William & Mary Elder Law Clinic

Serving Seniors in the Greater Peninsula Area

Month: March 2017

We Care. That’s Why We Must Have The Difficult Conversation

By Kelsey Knitter, Elder & Disability Law Clinic Student, Spring 2017

I came to the Elder and Disability Law Clinic with a unique experience; both of my parents are Elder Law attorneys. I have heard them discussing some of their most difficult cases, cases involving family members fighting over loved ones. I was shocked that family members could be so at odds that they needed to go to court while a parent was dying. I remember thinking how that would never happen in my family because we all love each other and just want what’s best for our parents/grandparents.

However, I have started to learn that in many of these situations, it’s not that one member of the family is acting maliciously (thought that obviously can be the case); instead, both children often care so much for their parents but they sometimes just don’t agree on what is best given the circumstances. As my own grandparents have begun to age, I can see much more clearly how such disagreements can occur.

Another common problem that arises when a family member is dealing with an aging senior is that the senior may become uncooperative and unwilling to compromise. In order to alleviate this tension, it is important to remember that the senior does not want to feel like he is losing control. Approaching this conversation as a discussion about what the senior wants is one way to hopefully avoid conflict. Additionally, having this conversation early, while the senior is still competent, is all the more important for avoiding such a tension.

My mother and uncle recently had this conversation with their own parents, my grandparents. It was by no means easy to bring up. It is hard to say to a parent, what do you want me to do if you can’t take care of yourself?  However, at the same time, this is extremely important to determine what would be best for my grandparents were they to become incapacitated. It is a harsh reality, but you never know what may happen. For instance, my grandpa slipped on ice the other day and took a rough fall.  Fortunately, he was not seriously injured. However, had he broken a hip, he may have needed some long-term care.

This is why having that difficult conversation is vital. It’s not only important for the seniors to assert their wishes, but also for other family members to understand those wishes and be on the same page when carrying them out. It is a necessary step to avoiding misunderstandings or disagreements amongst siblings or spouses, which is important for avoiding unnecessary and expensive litigation. Having this conversation with an aging loved one is an important step in EVERY family in order to ensure any easier transition as a parent/grandparent begins to age.

 

 

Accounting for the Varying Degrees of Incapacity— the Limited Guardianship

By Michelle Chionchio, Elder & Disability Law Clinic Student, Spring 2017

Our “legal, social and economic worlds” assume that adult individuals are able to make responsible decisions on behalf of themselves. That is, all adults are presumed to have legal capacity unless a court with proper jurisdiction deems otherwise. An “incapacitated person” is an individual found by the court to lack the mental and/or physical capacity to care for himself, including his inability to satisfy his basic health, safety, care, education, habilitation, and therapeutic needs without assistance. In such a case, a court appointed guardian may be appropriate to prevent the incapacitated person from victimization and to ensure that his best interests are accounted for.

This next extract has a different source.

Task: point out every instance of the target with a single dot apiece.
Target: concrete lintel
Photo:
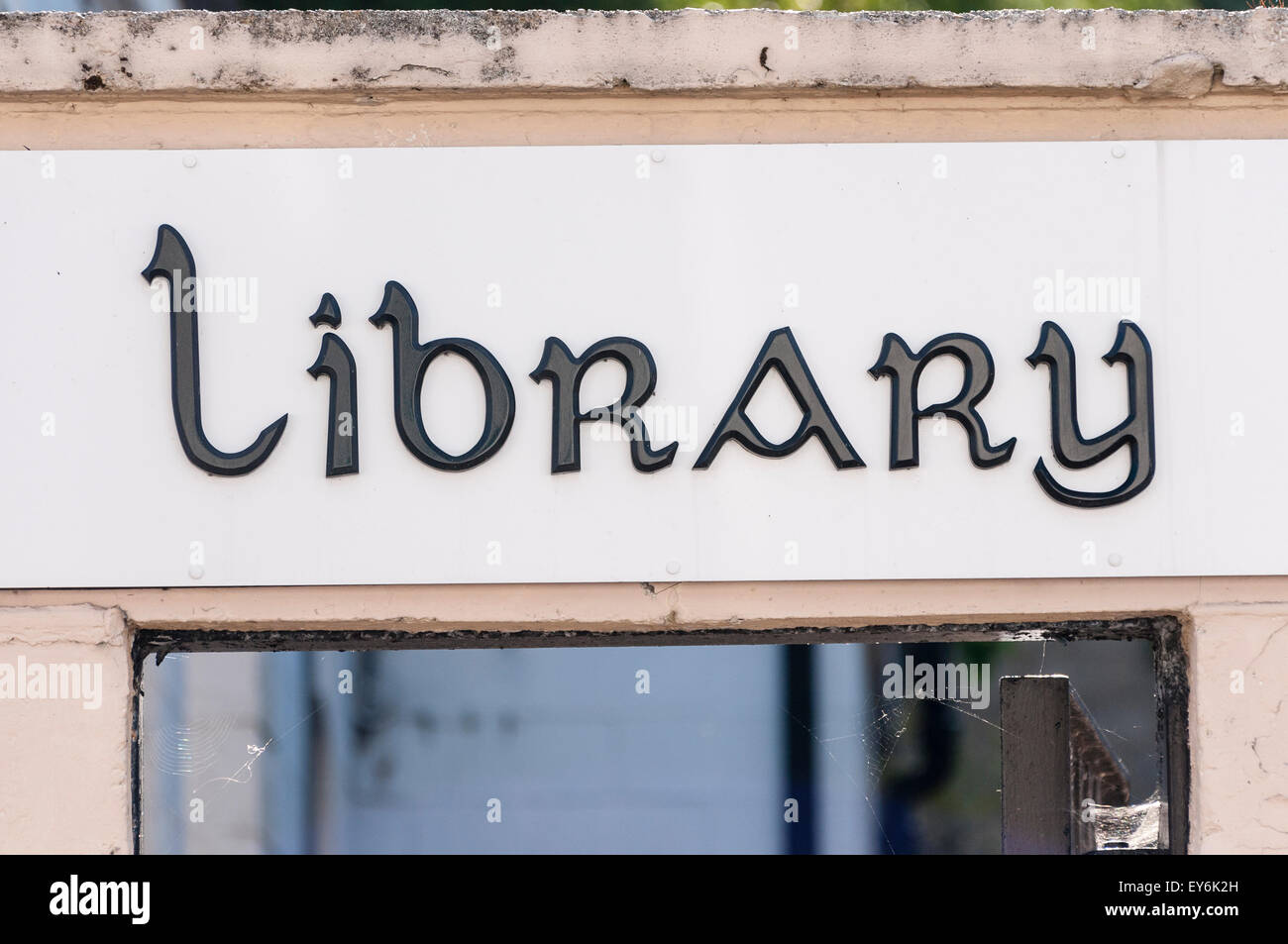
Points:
(1140, 54)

A “guardian” stands in a fiduciary relationship with the incapacitated person, owing him the fiduciary duties of care, loyalty, and good faith. Because a guardian must act in the incapacitated person’s best interests, a guardianship may be full, limited, or temporary, depending upon the individual’s level of capacity. This is because capacity is not a “light switch”—there are shades of grey and varying degrees of capacity, which call for partial substitute decision making. That is, where an individual’s loss of capacity is not complete, the guardian’s powers should be “limited” to address solely the needs of the individual, so as not to unnecessarily restrict his autonomy. For example, if an individual’s incapacity prevents him from making major health care decisions, but he is otherwise capable of caring for himself on a daily basis, the court may appoint a limited guardian solely to make such health care decisions, leaving all other decisions up to the discretion of the incapacitated person.

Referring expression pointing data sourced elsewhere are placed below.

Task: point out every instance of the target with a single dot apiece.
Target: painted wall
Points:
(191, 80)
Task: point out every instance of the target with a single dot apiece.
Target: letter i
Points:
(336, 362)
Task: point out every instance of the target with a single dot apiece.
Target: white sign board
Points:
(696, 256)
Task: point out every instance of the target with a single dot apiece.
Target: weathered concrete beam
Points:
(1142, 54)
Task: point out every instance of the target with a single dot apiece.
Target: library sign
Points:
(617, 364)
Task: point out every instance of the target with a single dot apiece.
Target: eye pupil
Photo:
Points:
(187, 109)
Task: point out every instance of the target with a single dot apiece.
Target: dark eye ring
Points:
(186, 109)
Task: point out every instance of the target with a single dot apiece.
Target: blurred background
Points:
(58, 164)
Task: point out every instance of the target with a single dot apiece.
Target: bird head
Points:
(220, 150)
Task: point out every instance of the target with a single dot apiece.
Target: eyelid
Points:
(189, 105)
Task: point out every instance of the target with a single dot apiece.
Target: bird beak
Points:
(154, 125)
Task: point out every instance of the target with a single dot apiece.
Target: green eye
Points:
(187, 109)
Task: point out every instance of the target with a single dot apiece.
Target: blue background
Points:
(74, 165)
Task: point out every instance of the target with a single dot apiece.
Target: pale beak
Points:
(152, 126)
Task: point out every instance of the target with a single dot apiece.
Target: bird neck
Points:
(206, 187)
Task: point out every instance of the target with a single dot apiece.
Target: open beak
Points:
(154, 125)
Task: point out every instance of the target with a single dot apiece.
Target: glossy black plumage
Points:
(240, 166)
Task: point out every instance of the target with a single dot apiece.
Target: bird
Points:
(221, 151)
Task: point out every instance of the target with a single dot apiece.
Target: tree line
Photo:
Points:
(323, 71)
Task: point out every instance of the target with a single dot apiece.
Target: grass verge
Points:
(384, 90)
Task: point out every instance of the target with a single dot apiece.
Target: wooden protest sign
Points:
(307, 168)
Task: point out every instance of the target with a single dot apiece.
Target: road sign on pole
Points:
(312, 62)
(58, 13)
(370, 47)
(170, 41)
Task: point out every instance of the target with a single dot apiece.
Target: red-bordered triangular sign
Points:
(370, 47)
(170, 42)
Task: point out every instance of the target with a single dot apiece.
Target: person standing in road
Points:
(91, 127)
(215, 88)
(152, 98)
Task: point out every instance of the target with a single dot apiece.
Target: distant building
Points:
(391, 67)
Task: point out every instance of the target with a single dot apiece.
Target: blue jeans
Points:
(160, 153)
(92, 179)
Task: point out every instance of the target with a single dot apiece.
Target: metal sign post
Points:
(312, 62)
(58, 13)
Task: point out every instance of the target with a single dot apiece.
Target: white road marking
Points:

“Full guardianships” are appropriate in instances where an individual’s loss of capacity is complete (that is, where an individual is incapable of making all personal care decisions for himself), but should be pursued as a last resort. Where an individual enjoys some capacity, a less restrictive method, such as the “limited guardianship,” should be used to provide the needed protections. In theory, limited guardianships recognize that the appointment of a guardian is a double-edged sword—although beneficial to the incapacitated person, it results in a severe loss of autonomy and independence. Thus, limited guardianships help to lessen the blow by curbing the infringement and intrusion into the incapacitated individual’s life. Yet, despite its apparent advantages, families are sometimes opposed to limited guardianships believing that it is “not feasible to detail the contours of the incapacity and [to] create an appropriate, individualized guardianship.” However, this belief is misguided—a medical evaluation helps to determine the degree of capacity, and a well drafted petition will outline all of the rights the incapacitated individual will retain. If the individual’s capacity should change over time, the guardian’s power may be increased or decreased as appropriate.